What she did to get her new look
Karren Brady has admitting to the odd 'tweakment' and in interviews swears by one cosmetic practice: Dr Rita Rakus's Clinic in Knightsbridge. Here is what she's had done over the years...
Face: 'I'm not a big fan of filler and Botox but I love a good facial,' Brady has said in the past. 'I'm addicted to a laser treatment because as you get older, parts of your body start to sag.' In 2021, she had a treatment called Sofwave using 'Superb Synchronous Ultrasound Parallel Beam Technology'. Costing £2,600 upwards, it involves heating up the middle layer of the skin to induce 'controlled injury', which reduces wrinkles. A year later, she spoke about her Endolift, a nonsurgical skin-tightening treatment that uses laser technology.

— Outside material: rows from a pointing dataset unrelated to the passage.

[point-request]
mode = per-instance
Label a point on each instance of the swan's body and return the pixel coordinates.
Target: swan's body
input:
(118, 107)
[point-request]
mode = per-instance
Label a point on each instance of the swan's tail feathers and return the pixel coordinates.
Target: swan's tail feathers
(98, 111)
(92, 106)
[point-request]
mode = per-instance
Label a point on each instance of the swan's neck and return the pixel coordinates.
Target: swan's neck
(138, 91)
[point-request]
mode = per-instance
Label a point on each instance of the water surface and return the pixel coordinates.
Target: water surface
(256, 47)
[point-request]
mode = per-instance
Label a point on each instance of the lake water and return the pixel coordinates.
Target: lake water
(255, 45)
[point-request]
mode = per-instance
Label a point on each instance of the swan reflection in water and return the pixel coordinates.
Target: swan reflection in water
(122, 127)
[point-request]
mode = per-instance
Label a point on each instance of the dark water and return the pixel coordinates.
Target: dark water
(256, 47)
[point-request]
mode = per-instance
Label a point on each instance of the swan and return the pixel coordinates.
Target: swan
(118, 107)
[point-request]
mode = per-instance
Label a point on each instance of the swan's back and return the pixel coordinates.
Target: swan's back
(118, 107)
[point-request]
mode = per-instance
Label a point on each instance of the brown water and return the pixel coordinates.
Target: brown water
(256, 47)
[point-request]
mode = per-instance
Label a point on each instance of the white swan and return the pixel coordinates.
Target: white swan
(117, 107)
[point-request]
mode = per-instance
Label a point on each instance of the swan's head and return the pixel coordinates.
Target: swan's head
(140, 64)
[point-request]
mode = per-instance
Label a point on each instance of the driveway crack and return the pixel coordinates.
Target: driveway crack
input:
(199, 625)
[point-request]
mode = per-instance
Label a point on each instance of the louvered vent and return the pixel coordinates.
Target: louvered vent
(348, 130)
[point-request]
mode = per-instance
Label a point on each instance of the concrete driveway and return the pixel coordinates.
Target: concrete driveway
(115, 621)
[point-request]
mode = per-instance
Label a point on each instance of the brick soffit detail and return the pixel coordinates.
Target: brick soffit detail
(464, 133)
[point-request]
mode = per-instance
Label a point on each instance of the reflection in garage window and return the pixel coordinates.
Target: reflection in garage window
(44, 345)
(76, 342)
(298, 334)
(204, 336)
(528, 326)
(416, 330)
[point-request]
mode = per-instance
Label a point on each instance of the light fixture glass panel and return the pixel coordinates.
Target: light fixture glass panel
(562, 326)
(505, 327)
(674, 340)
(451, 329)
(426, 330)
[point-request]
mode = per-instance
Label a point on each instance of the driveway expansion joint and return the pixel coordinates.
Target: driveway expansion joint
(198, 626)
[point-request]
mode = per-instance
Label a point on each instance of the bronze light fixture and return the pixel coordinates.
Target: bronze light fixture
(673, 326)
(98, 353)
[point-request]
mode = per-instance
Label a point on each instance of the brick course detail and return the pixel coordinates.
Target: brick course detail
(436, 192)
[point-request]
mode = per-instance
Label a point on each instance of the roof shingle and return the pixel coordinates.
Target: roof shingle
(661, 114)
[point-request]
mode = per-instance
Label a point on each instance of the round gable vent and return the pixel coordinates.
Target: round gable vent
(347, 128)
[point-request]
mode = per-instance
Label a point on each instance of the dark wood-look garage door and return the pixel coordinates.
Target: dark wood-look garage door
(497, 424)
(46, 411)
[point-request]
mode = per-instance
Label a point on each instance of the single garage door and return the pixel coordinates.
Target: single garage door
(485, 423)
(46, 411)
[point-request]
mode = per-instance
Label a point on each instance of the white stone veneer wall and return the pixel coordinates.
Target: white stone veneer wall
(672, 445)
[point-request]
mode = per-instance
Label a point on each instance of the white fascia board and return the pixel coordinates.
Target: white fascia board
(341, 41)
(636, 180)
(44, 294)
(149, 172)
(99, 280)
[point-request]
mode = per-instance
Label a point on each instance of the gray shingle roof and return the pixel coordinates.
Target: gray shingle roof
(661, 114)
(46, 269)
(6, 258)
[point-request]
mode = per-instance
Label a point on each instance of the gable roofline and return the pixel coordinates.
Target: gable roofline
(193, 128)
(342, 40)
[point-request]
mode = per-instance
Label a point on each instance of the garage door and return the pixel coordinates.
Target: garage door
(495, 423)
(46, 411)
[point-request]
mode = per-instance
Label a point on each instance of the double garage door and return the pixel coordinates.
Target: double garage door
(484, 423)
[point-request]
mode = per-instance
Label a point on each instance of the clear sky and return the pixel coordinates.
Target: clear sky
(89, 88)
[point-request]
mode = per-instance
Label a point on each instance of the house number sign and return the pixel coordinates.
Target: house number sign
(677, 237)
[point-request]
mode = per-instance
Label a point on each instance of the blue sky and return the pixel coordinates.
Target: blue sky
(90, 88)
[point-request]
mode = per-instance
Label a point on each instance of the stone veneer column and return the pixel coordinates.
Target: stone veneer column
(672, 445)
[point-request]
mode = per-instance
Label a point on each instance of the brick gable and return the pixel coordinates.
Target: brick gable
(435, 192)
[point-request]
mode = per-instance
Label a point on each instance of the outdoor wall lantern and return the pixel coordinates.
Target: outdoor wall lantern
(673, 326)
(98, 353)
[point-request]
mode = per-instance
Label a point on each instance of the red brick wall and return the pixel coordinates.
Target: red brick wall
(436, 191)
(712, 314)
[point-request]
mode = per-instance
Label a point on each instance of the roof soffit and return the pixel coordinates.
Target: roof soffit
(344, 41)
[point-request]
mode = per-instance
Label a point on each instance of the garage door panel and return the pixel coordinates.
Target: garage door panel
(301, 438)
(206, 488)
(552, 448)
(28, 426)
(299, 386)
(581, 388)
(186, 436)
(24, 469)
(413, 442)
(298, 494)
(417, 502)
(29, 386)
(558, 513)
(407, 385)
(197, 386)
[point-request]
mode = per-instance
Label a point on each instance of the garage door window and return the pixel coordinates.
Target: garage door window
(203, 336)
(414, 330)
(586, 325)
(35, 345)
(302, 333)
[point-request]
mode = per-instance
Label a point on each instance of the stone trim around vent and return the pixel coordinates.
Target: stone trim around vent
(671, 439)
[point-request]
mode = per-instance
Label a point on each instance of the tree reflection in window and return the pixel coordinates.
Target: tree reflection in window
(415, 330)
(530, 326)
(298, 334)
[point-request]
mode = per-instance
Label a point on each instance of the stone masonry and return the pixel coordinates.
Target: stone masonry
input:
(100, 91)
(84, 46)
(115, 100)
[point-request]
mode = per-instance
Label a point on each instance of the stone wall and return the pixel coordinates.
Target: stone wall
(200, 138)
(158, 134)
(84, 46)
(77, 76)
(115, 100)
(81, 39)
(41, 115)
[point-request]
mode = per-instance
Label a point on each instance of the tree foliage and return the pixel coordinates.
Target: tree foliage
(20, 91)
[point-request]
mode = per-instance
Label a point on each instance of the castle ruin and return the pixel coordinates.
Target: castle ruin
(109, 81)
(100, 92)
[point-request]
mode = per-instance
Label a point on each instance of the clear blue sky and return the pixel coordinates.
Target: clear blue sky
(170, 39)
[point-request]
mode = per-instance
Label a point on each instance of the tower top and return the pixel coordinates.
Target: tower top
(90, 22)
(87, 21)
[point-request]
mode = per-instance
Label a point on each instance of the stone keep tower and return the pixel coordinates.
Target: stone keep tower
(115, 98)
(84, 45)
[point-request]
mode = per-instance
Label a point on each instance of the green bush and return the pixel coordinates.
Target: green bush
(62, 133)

Arms: This week's Instagram post raves on about Exion skin tightening. 'It uses radiofrequency and targeted ultrasound to naturally boost hyaluronic acid, while stimulating collagen and elastin for more youthful-looking skin,' she wrote. The price of a course starts at £4,600.
Body: In 2010 Brady said her weight was a key insecurity. Standing next to Lord Sugar, 'I worry I look posh and fat,' she said, adding: 'I've spent 20 years battling my weight.' She's also used EMsculpt Neo, which uses electromagnetic technology to engage your muscles as though you are doing crunches up to 20,000 times per session. Kim Kardashian is a fan. A course starts from £3,000. Recently, Dr Rita posted a video of Brady undergoing Emerald laser treatment, which uses a 'green light, non-thermal laser' to break down 'stubborn' fat cells. Multiple sessions are needed to see a difference. The price of 10 sessions? £2,500.